Osha Root is my cherished remedy during cold and flu season, for allergies and toothaches. Osha grows high in the mountains near my home in New Mexico. Osha has long been a traditional remedy for the peoples living here. Osha is also known as Bear Root because of the bears’ medicinal use of this plant. Bears eat Osha when they come out of hibernation to cleanse their digestive systems in preparation for springtime feasts. Bears are also known to chew on the root and rub the mashed plant and juices onto their fur.

To bring Osha into our lives, we must meet her where she lives in the mountains. She doesn’t grow well in farms, gardens, or pots on a shelf. When wild-harvesting Osha (and any other plant), respectfully ask permission and only remove the plants who are willing to come. If we over-harvest Osha, this plant too will become extinct. Osha has purposes and relationships in the web of life beyond the healing gifts being offered to us.

In addition to physical healing, my life has been touched by the Spirit of Osha. Among the diverse plants I share in ceremony and healings, Osha is the one to whom people are particularly drawn. Osha brings us the medicine of living wild and free. With respect for her own existence, Osha holds her ground with unwavering commitment. She is unwilling to be domesticated. Boldly claiming her wildness. Clear about her belonging. Rooting where she flourishes and thrives. Interwoven in intimate relationships all the while abundantly free. Whether we encounter Osha in her mountain homelands or in smudging ceremony or by chewing bits of the root or sipping warm tea, the physical medicines and the Spirit of Osha infuse us.

In a spirit journey many years ago, Osha instructed me that I needed to get to know her as a living plant. Up until that moment, it hadn’t even dawned on me that I only knew Osha as the dried pieces of root I bought from herbalists. So if I was wandering around in the mountains, I could easily walk by Osha without recognizing her. I would have no idea I was in the presence of my cherished friend and healing ally. The Spirit of Osha was requesting that I see her, that I understand more fully who she is. I asked Osha to show me her living self and I saw a leafy green plant, fern-like, feathery and light, with white blossoms.
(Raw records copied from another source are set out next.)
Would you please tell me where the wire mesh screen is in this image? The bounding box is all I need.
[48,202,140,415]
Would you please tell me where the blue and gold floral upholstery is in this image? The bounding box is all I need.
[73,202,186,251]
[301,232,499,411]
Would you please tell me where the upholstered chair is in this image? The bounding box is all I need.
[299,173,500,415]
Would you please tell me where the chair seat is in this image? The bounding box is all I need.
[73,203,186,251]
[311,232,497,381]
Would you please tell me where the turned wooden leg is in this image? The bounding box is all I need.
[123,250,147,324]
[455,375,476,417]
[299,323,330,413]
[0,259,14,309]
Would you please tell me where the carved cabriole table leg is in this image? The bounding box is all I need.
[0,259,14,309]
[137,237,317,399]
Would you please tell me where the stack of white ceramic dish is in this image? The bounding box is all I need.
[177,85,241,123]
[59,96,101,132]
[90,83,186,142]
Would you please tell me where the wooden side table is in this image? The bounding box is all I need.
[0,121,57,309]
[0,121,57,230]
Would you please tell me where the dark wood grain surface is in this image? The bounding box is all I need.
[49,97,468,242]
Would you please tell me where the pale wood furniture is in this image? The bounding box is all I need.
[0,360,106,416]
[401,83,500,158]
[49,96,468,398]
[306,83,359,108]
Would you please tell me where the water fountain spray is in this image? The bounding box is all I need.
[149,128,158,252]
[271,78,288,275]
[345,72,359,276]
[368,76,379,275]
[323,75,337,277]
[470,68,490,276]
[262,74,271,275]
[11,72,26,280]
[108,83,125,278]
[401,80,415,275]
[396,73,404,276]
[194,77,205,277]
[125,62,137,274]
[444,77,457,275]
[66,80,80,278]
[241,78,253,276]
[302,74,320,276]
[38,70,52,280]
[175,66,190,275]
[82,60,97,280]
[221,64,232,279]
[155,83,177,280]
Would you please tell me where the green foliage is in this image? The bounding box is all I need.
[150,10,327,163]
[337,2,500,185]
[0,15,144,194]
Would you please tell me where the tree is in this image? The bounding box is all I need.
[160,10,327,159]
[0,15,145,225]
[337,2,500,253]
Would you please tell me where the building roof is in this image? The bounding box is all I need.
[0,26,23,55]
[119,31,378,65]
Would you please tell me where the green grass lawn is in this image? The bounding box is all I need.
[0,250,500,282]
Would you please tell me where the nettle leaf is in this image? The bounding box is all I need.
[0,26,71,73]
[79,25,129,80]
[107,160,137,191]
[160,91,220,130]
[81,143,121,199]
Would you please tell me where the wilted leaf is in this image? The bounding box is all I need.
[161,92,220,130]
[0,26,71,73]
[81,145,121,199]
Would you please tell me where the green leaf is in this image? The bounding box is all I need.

So very different, so much more to all of who she is, than a chunk of hardened root.

Osha had something to teach me about relationships. About remembering that even when there may be a particular aspect of someone’s existence that is familiar or named (e.g., the root of a plant, the job title of a person, a medical diagnosis), that the whole of the being needs to be remembered, held in my awareness, and seen.

This sacred plant from the mountains has shown me about relating Wholeness to Wholeness, Respect to Respect, Freedom to Freedom, Heart to Heart.

Bear Root has taught me about honoring the vital ecosystems, the essential nature of family, community and home, in which plants (and people and birds and fish and animals and insects and rivers) live.